Chapter Three: The Furniture Genie



— Corey

“So how was the first day?” Dana asked when I arrived home that afternoon. She was perched on our window seat, painting her fingernails.

“Good,” I said. “I found all three of my classes on the first try. You?”

“Yeah! And I really like my history of art professor.”

“Is he hot?” I made a comical wiggle with my eyebrows.

“He is if you’re into seventy-five year olds.”

“Who says I’m not?” I did a wheelie in my chair, because there was really no furniture in my way. Dana’s desk was against one wall, her trunk shoved up next to it. Our room still echoed.

“Whoa! Isn’t that dangerous?” she asked.

“Nope.” I did it again, popping back onto two wheels and then spinning in a circle. “But it does make me dizzy.”

“Isn’t there such a thing as wheelchair basketball?” Dana asked, blowing on her nails.

“Probably,” I dodged. Given my sporty history, more than a dozen people had asked me the same question already. But before my accident, I’d never been interested in hoops. And I was doubly uninterested in some kind of adaptive bullshit. Why did people think that sounded like fun? Why must all gimps love basketball?
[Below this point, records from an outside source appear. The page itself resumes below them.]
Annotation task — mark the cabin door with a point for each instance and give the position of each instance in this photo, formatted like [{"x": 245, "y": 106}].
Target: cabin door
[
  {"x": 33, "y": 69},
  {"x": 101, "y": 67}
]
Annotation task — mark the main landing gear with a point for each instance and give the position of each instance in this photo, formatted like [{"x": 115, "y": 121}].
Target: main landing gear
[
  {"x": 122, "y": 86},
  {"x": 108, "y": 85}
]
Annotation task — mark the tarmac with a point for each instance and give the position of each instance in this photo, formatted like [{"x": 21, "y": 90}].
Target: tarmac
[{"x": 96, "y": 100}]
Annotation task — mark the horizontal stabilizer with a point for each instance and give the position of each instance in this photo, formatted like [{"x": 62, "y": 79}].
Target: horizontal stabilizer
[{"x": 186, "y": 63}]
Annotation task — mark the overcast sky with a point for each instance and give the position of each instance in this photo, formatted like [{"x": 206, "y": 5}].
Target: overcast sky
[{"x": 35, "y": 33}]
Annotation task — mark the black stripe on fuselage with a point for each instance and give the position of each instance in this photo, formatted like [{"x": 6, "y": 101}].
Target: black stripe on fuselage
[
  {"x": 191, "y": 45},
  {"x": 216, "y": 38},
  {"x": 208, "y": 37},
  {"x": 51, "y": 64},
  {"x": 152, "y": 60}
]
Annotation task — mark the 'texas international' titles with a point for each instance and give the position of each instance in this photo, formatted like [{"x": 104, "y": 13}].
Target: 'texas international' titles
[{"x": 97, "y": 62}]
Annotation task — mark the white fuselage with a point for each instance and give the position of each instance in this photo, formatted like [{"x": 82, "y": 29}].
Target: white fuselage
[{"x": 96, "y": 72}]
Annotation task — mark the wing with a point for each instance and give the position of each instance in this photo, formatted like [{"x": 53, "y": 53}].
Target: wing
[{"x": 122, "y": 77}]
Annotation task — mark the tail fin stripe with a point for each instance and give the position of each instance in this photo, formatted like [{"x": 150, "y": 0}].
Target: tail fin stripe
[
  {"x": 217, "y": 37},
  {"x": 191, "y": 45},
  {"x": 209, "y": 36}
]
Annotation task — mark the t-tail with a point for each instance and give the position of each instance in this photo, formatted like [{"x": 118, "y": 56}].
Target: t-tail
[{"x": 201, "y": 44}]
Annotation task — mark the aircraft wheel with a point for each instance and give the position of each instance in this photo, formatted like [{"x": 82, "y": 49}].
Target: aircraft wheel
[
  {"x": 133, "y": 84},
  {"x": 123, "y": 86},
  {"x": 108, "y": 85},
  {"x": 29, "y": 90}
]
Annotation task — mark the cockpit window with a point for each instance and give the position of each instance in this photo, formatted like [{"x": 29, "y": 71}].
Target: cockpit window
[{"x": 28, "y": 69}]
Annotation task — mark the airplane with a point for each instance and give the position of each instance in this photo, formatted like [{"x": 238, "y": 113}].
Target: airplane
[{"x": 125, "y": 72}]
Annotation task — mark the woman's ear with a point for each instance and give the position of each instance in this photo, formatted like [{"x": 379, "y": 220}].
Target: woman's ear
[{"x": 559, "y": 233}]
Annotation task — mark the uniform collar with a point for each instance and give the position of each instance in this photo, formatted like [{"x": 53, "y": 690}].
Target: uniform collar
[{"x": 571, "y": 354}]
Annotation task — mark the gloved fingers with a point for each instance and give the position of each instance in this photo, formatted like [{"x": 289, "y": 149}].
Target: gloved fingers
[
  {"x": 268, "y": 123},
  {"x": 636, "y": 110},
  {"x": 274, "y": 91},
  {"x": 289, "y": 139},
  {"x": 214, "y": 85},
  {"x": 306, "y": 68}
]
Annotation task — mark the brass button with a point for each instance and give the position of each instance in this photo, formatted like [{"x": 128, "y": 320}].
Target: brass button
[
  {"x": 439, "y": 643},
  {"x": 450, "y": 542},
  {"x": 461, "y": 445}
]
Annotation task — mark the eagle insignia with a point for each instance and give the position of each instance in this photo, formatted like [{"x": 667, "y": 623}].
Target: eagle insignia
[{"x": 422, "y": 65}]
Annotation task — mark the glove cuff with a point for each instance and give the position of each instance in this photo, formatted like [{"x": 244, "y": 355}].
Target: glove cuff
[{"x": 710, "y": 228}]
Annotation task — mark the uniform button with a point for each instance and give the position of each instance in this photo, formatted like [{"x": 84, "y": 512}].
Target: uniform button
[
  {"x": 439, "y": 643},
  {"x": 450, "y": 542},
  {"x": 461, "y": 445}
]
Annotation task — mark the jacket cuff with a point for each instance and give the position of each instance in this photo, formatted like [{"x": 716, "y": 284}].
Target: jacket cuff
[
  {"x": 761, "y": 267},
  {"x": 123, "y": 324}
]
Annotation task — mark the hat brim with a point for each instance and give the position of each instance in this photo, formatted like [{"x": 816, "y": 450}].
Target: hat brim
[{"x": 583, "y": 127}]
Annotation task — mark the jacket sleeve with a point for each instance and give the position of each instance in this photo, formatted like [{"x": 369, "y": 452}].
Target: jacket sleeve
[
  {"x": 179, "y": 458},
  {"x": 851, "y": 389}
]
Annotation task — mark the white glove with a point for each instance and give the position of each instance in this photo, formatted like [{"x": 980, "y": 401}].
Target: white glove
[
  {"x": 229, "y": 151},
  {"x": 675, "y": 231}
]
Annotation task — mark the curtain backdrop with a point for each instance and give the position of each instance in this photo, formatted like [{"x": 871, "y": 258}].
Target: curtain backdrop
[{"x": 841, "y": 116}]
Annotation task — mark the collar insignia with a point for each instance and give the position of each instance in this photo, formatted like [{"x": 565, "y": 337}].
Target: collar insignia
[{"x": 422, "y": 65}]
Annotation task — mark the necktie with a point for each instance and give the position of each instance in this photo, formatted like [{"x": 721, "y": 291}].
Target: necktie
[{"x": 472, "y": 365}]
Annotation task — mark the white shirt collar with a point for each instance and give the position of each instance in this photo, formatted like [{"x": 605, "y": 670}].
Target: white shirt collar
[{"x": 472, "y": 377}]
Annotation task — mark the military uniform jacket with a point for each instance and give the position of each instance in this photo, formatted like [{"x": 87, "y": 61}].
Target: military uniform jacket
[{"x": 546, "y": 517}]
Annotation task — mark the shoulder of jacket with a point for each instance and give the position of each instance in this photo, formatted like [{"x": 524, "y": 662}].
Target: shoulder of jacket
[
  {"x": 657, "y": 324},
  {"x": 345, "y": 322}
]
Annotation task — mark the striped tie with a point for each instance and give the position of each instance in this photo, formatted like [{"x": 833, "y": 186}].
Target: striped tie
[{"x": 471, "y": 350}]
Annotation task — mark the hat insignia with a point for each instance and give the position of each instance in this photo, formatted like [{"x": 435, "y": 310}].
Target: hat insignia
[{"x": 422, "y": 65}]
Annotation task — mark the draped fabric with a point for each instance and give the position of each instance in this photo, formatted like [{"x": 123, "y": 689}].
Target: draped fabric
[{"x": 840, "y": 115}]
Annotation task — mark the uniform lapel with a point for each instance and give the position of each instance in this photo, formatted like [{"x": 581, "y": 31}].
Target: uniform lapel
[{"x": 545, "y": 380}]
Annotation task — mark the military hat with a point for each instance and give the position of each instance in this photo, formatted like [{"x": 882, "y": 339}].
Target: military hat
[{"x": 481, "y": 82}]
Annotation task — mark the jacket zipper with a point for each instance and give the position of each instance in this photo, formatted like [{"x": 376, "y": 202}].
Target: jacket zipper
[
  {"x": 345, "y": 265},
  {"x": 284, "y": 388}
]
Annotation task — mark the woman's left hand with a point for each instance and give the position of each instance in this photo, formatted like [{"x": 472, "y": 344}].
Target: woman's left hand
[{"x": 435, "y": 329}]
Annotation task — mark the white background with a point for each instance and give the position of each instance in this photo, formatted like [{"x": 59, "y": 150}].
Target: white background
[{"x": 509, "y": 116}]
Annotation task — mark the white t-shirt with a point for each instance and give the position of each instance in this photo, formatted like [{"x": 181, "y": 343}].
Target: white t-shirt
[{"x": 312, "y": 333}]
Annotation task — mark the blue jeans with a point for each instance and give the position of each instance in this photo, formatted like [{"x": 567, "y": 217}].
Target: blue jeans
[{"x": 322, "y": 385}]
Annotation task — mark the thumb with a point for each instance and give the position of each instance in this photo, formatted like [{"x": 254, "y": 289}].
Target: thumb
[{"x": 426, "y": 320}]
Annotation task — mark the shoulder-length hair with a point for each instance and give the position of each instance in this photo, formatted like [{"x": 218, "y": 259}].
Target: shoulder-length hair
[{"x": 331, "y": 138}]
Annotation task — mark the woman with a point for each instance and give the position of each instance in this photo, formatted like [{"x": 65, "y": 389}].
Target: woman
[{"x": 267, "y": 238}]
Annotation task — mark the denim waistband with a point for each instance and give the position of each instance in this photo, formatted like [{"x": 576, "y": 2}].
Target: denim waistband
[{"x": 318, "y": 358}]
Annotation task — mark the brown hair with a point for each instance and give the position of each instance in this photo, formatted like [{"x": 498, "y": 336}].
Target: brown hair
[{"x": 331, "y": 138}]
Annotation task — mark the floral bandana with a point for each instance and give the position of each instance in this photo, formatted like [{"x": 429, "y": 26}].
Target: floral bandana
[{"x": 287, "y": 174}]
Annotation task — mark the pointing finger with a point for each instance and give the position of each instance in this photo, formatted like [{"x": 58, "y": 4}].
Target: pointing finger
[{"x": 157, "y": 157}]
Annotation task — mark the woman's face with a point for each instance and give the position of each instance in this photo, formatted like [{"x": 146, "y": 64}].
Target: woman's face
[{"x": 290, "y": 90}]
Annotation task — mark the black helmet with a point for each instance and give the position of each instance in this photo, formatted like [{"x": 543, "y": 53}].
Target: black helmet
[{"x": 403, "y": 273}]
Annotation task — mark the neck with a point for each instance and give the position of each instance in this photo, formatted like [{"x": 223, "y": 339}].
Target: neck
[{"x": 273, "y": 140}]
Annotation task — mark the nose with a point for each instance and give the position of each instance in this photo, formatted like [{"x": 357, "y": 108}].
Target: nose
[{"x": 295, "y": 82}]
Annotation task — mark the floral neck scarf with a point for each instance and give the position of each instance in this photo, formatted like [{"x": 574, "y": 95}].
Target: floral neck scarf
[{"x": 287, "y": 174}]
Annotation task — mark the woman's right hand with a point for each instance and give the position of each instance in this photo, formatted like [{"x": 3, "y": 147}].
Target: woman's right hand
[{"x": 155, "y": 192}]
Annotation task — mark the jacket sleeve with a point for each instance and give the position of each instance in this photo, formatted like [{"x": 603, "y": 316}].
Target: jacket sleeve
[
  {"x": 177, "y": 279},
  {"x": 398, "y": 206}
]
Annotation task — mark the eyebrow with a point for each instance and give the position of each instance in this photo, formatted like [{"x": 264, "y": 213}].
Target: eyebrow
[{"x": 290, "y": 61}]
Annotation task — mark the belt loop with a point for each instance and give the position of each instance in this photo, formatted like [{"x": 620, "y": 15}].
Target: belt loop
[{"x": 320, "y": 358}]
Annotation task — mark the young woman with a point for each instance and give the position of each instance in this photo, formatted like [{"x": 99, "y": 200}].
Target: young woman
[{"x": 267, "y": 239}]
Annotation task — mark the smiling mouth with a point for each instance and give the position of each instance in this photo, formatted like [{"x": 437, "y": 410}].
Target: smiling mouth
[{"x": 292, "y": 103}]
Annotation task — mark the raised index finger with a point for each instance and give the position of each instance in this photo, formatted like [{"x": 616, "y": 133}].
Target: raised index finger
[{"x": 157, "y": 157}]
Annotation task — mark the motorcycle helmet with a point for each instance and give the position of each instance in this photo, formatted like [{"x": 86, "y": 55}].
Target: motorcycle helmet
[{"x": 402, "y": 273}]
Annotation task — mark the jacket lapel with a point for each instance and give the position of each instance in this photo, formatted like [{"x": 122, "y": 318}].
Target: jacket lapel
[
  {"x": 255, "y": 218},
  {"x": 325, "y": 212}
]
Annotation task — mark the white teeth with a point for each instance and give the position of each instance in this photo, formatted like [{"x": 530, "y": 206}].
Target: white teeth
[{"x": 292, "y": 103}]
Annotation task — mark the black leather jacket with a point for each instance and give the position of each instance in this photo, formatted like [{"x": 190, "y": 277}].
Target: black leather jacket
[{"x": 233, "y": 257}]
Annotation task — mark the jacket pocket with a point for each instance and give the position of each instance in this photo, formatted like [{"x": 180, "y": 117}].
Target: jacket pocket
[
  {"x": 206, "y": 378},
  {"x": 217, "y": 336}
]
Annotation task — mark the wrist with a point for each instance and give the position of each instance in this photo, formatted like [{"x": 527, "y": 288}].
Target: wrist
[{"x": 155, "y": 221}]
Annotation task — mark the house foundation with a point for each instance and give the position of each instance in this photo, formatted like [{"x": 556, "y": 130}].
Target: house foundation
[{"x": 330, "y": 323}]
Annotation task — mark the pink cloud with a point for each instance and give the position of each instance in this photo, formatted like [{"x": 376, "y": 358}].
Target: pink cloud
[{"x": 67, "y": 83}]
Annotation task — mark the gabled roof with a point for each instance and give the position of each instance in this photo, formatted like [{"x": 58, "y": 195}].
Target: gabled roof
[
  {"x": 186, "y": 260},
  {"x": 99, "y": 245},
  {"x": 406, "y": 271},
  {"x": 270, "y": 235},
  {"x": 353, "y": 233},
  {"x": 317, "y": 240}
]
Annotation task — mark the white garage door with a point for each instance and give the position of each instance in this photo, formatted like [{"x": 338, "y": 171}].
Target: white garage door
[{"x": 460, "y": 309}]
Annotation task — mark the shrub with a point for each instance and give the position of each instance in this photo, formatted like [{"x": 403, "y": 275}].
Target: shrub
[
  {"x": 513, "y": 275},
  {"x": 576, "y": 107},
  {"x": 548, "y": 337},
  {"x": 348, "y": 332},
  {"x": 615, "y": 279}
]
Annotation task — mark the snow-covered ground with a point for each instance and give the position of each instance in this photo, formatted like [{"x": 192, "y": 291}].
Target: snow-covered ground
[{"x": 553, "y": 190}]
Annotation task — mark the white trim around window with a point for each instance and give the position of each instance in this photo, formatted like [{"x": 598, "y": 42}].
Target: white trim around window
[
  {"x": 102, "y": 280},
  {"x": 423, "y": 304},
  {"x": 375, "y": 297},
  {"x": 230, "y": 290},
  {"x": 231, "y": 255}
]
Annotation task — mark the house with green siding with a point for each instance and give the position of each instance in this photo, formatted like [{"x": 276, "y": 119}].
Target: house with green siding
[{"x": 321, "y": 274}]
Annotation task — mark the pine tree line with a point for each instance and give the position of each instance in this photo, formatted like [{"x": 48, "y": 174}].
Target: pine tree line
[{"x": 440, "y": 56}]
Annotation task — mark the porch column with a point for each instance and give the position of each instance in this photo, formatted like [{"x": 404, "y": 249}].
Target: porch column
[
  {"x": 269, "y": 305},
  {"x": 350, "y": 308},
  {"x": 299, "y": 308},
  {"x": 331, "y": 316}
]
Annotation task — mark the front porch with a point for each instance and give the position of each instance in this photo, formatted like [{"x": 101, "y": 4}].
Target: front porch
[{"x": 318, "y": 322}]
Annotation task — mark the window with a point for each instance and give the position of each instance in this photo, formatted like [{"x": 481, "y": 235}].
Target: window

Dana capped her nail polish. “So…I’m going to the jam tonight. Do you want to come?”

“What’s a jam?”

“It’s a concert, a showcase for the a cappella singing groups. Are you going to rush?”

I shook my head. “I gave up choir in the eighth grade because it conflicted with hockey.”

“You don’t have to be crazy good,” Dana argued. “There are ten groups, and it’s social as much as musical.”

“Let’s go to the jam, then,” I said. “We’ll check it out.”

“Awesome! It’s right after dinner. I’ll find this auditorium…” She hopped up to dig a campus map out of her bag.

“Nice TV, ladies,” a sexy voice said from the open doorway.

I looked up to see Hartley leaning against our doorjamb. “Thanks,” I said, my heart rate kicking up a notch.

“What you really need is a sofa right here,” he pointed to the empty wall just inside the door. “They’re selling used ones on Fresh Court.”

“We saw them,” Dana said. “But we don’t know how to summon a furniture genie to carry it for us.”

Hartley scraped a hand along his gorgeous jaw. “I guess two gimps and a chick won’t cut it. I’ll work on it at dinner.” He looked at his watch. “…Which starts now. Takers?”

“Sure,” Dana said. “I haven’t been to the Beaumont dining hall yet.”

“So let’s go,” Hartley said, turning his crutches toward the outside door.

Dana and I followed Hartley out of McHerrin and down the street. Beaumont House, in all its Gothic glory, had big iron gates. Dana swept her ID in front of the reader and the gate clicked open. She held the door for Hartley and then for me.

The gimp parade was slow going, with Hartley on crutches, and me driving cautiously. The flagstone pathway was uneven, and I didn’t want to catch my wheels on one of the cracks and do a face plant. It was hard enough being The Girl in the Wheelchair. I didn’t need to be The Girl Who Ejected From Her Wheelchair.